The timing of this pitch could not be more strategic. ChatGPT is now handling a staggering 2.5 billion prompts every day, with 330 million daily queries coming from the U.S. alone, OpenAI told Axios. Just eight months ago, that figure was a billion daily prompts. For perspective, Google processes an estimated 14 to 16 billion daily searches. This means that in less than two years, OpenAI’s conversational AI has grown to handle a volume equivalent to one sixth of the world’s largest search engine.
The Stakes: A Changing Search Habit
For decades, search meant one thing: “Google it.” A new analysis by marketing researcher Rand Fishkin of Datos shows just how ingrained this behavior has been. In 2024, the average active American desktop user performed 126 unique Google searches a month. That includes everything from navigational queries like “Facebook login” to shopping, news, and local lookups.

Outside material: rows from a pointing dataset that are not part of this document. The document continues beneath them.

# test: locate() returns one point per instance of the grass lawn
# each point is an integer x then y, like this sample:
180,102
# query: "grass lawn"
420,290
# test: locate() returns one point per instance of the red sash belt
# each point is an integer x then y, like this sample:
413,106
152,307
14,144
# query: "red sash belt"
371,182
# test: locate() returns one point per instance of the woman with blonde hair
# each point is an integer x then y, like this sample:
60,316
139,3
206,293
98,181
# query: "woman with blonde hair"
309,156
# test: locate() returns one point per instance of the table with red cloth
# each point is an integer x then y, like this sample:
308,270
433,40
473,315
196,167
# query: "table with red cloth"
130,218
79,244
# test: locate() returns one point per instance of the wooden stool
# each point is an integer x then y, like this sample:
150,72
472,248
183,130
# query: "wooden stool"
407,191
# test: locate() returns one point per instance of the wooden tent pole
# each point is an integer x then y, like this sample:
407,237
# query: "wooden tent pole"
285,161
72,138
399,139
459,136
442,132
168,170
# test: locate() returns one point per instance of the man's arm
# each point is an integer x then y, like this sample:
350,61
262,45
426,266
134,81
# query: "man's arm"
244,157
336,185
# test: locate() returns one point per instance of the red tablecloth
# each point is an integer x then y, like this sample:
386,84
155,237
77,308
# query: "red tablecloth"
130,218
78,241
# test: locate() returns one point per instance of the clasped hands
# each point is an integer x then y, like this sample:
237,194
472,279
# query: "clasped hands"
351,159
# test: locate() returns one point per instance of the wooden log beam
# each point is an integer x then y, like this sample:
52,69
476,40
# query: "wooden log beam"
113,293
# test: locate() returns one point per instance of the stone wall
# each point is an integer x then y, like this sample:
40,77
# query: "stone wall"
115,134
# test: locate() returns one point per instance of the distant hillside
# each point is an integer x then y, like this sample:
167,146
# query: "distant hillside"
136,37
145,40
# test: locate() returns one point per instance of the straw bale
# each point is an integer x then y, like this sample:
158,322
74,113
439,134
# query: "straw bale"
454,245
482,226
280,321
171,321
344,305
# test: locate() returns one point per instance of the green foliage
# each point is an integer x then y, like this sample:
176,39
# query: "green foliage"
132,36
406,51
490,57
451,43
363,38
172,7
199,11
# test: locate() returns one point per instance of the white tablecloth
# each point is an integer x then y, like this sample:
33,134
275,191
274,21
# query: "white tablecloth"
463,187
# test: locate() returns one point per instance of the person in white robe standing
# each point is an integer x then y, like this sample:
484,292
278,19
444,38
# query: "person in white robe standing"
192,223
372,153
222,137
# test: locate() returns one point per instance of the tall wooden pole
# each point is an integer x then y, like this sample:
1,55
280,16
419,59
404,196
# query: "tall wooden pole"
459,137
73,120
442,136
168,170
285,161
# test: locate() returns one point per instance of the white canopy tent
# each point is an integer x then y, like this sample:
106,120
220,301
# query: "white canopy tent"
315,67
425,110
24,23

But AI tools like ChatGPT are starting to chip away at that habit, and not just for power users. A small but growing cohort is using AI as a direct replacement for search engines, asking it to find, summarize, or create answers instead of scanning a list of blue links. Fishkin notes that while most users have not ditched Google yet, the threat is real enough that Google has defensively rolled out its own AI powered “Search Generative Experience” and even a “Web” tab for users who still prefer traditional links.
Why It Matters for Google
Google’s core business is search advertising, which generated $175 billion in revenue last year, accounting for more than half of its total $307 billion in revenue. If even a fraction of high value searches migrate to ChatGPT, Google’s economic engine faces a significant long term risk. The company is spending billions to integrate its own Gemini AI into search, but that strategy carries two major dilemmas:
Cannibalization: AI generated answers could reduce the number of ad clicks, directly undercutting its primary revenue stream.
Reputation: By scrambling to integrate similar features, Google risks looking like it is copying OpenAI rather than innovating.